Stine’s writing style and pacing also help to convey the energy and atmosphere of the junkyard, as well as the inner workings and relationships of the characters. She has a style akin to Hemingway’s “Iceberg Theory,” in which subtext is more often implied through interactions and things not said. I loved that. It’s something she used in her previous book, Road Out of Winter, but here it’s clear that she has further honed this approach. Things are told only when they need to be, and mysteries about characters and their histories, thoughts and desires are drip-fed in a way that is ultimately satisfying. I felt like I wanted to know more than was being told, but not in a bad way—rather it ramped up my curiosity, and also spurred my imagination to conjure my own theories, ideas and scenarios. This approach feeds the pacing too, which, while not always perfect, had a good balance between different points-of-view, offered multiple perspectives on shared scenes and provided interesting revelations through slow, well-timed context.
Now, into what didn’t work—for me at least—and I can’t say there was a ton I didn’t like. On the topic of pacing, there were some chapters that focused on a particular character for too long, or a string of chapters that had me aching to get back to someone else’s narrative.

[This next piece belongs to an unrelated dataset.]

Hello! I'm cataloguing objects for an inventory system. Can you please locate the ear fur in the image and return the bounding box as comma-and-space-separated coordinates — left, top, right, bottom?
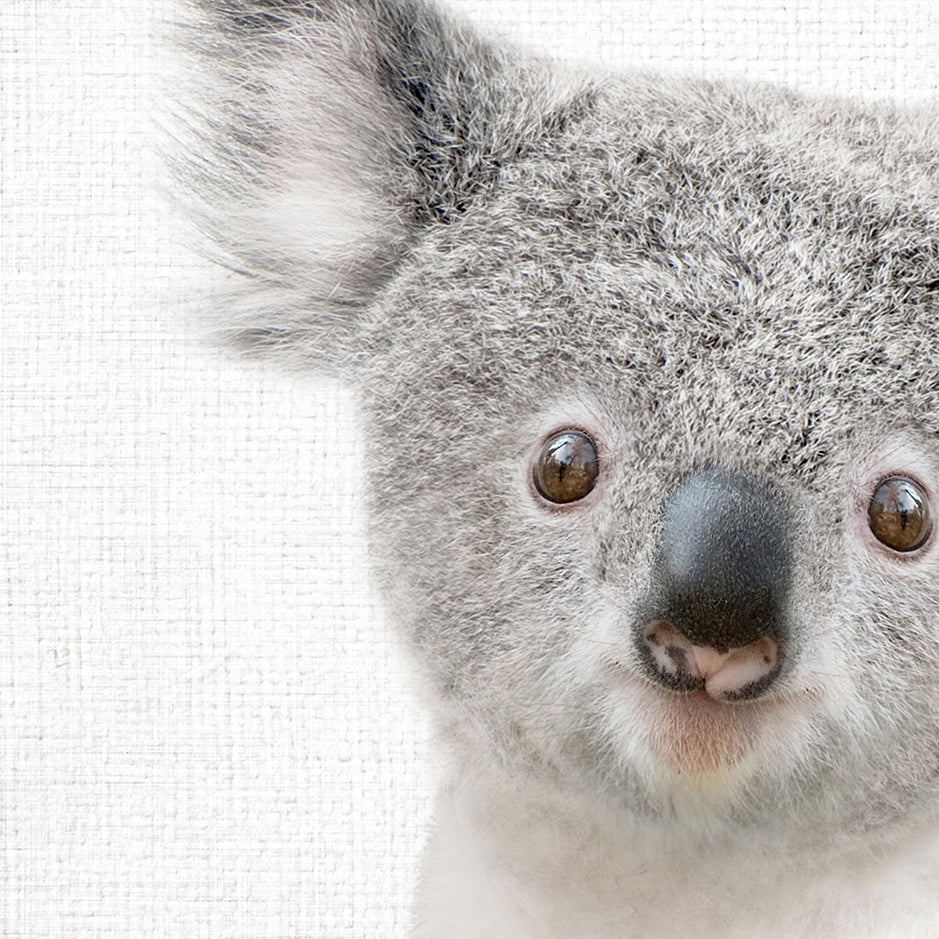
174, 0, 576, 365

There were also a few characters that I wanted to know more about, in terms of backstory and motivations and wants (Trillium and Foxglove in particular), whose story lines felt a bit underdeveloped. Then there’s the ending, which I both liked and didn’t. The ending itself was satisfying, and I enjoy how Stine isn’t afraid to leave things open-ended, but the lead-up to that ending felt rushed. As Coral and Shanghai’s respective worlds collide, it felt good, despite them being a broken mother and child and knowing how their journeys unfolded. But I wish things had a little more breathing room to really hit that ending home.
Few gripes aside, Trashlands was a stellar outing for Alison Stine. Her debut novel Road Out of Winter was a great read, but Trashlands built upon that groundwork and ran with it in mesmerizing ways. In the desolate environs of a junkyard, Stine has evoked raw, honest humanity, the connective tissue of community, love, heartbreak, perseverance and the notion that optimism can exist in a place such as this. Fittingly, Coral’s garbage art acts as the perfect metaphor: in a world of trash, where plastic is more valuable than a human life, there will always be the hope that one can do more and be more.